最大規模の危機管理態勢での取り組みとあって、トップを巻き込みながら1つひとつの取り組みを決定していったのも、全社統制につながった。小山氏も連日にわたり情報セキュリティ担当役員(CISO)や社長と協議を重ねたという。

「撤去前設備の管理の甘さ」が大きな教訓

NTTコミュニケーションズは、この件でニュースリリースを2回出している。いずれも原因を具体的に伝えているのが特徴だ。

小山覚
小山 覚(こやま さとる)NTTコミュニケーションズ 情報セキュリティ部部長 エバンジェリスト、エヌ・エフ・ラボラトリーズ代表取締役社長CEO/1988年、日本電信電話に入社。1997年からOCNの立ち上げに参加し、セキュリティサービスの開発に従事。2015年10月から現職。NTTグループで10人しか認定されていない「NTTセキュリティマスター」の資格保持者。警視庁サイバー犯罪対策協議会副会長、ICT-ISAC運営委員長などを歴任(写真:NTTコミュニケーションズ提供)

「広く具体的に伝わらないと、セキュリティ対策に寄与できないと考えた。実際に被害を受けると、長年セキュリティに従事している私ですら相当の衝撃を受ける。

逆に、被害を受けていない人が、そこまでセキュリティ対策の必要性を感じないのは当然だと思うようになった。一人でも多くの方にセキュリティ対策の必要性を感じてもらえるよう、できるだけ具体的にお伝えした」

だから、サイバー攻撃を受けて得た教訓も、できるだけ広く伝えるようにしているという。前述のニュースリリースを出す直前に検知した被害も、その1つだ。

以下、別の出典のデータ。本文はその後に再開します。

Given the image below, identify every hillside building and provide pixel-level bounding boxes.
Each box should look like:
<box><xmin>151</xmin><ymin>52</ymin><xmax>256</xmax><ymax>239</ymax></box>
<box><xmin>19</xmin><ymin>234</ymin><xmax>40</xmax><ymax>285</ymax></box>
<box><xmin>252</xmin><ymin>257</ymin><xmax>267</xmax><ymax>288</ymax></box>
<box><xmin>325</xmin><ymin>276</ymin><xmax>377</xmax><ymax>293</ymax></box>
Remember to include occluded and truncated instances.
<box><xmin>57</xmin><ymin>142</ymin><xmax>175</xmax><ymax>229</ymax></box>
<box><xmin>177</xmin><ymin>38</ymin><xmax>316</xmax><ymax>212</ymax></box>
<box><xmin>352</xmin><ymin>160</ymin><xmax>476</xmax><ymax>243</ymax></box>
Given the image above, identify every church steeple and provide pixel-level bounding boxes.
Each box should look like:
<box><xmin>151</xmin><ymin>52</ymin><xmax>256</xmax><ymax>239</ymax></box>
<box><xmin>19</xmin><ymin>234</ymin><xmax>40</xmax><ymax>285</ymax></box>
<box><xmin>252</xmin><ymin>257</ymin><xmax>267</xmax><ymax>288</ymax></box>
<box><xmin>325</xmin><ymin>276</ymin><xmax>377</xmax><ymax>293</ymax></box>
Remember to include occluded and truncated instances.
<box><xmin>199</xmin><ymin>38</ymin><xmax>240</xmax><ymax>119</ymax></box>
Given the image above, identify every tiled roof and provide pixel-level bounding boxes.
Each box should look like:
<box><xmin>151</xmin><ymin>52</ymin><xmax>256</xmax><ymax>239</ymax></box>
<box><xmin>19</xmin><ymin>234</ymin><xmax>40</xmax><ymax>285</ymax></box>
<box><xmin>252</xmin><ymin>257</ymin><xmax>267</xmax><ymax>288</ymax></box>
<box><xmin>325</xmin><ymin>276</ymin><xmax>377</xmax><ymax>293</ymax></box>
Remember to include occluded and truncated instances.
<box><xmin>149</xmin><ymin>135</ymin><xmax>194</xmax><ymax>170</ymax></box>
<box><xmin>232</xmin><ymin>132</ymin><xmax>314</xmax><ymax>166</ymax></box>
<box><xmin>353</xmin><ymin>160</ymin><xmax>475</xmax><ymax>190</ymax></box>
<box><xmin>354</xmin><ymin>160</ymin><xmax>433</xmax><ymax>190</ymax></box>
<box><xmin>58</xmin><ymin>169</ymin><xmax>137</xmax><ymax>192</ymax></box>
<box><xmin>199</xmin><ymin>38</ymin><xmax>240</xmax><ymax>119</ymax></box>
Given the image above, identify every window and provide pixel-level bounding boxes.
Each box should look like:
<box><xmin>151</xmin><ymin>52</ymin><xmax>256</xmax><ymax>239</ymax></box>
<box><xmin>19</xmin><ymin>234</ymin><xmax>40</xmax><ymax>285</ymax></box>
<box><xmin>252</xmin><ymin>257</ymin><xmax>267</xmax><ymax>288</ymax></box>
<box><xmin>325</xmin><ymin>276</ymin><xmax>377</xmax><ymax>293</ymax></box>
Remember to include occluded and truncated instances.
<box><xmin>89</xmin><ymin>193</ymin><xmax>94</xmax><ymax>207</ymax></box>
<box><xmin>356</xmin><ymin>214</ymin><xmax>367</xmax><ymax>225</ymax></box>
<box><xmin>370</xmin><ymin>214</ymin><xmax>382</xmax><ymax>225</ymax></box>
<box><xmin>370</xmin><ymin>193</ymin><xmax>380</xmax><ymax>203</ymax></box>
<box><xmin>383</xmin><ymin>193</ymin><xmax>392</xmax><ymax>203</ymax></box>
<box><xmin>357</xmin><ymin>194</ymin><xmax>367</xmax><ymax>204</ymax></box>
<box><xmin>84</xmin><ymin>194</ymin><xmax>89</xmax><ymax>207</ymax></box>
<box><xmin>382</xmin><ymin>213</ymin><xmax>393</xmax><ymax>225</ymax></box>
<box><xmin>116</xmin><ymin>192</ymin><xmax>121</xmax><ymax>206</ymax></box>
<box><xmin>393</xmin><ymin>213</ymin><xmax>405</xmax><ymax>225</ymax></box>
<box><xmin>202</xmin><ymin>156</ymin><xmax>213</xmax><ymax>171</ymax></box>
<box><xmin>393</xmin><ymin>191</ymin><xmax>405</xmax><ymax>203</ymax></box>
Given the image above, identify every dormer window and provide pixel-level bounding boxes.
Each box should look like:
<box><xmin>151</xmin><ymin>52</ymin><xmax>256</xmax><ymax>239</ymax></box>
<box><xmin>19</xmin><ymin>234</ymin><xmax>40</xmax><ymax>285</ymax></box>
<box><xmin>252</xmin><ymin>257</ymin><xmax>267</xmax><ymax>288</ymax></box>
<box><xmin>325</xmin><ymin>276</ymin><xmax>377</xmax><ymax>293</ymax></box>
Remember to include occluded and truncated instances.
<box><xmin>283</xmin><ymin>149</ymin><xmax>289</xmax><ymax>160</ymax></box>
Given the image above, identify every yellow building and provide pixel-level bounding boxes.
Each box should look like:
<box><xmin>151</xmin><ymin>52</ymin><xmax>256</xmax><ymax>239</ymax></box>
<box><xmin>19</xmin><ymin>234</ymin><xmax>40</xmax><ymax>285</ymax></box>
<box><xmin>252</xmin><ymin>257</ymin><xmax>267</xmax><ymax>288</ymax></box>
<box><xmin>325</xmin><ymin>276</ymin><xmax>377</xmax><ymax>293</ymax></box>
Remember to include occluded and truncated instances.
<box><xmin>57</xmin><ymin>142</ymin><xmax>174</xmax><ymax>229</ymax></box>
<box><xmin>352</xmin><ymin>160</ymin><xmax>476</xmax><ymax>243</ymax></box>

「簡単にいうと、前年に利用が終わり、管理者がいなくなったサーバーが攻撃された。通常はすべてのITインフラが日々監視される体制を取っているが、管理者不在なので見落とされた。もっといえば、ネットワークにつながっているはずのないサーバーに電源が入っていた。『撤去前設備の管理の甘さが狙われる』というのが、大きな教訓となった」

不要な設備を「もしかして使うかも」と廃棄しないのは、“もったいない精神”を持つ日本人はとくにやりがちだ。セキュリティを主事業とするNTTコミュニケーションズとしては痛恨の一撃だが、そうしたマインドに警告するため、小山氏は社外でも積極的に発信している。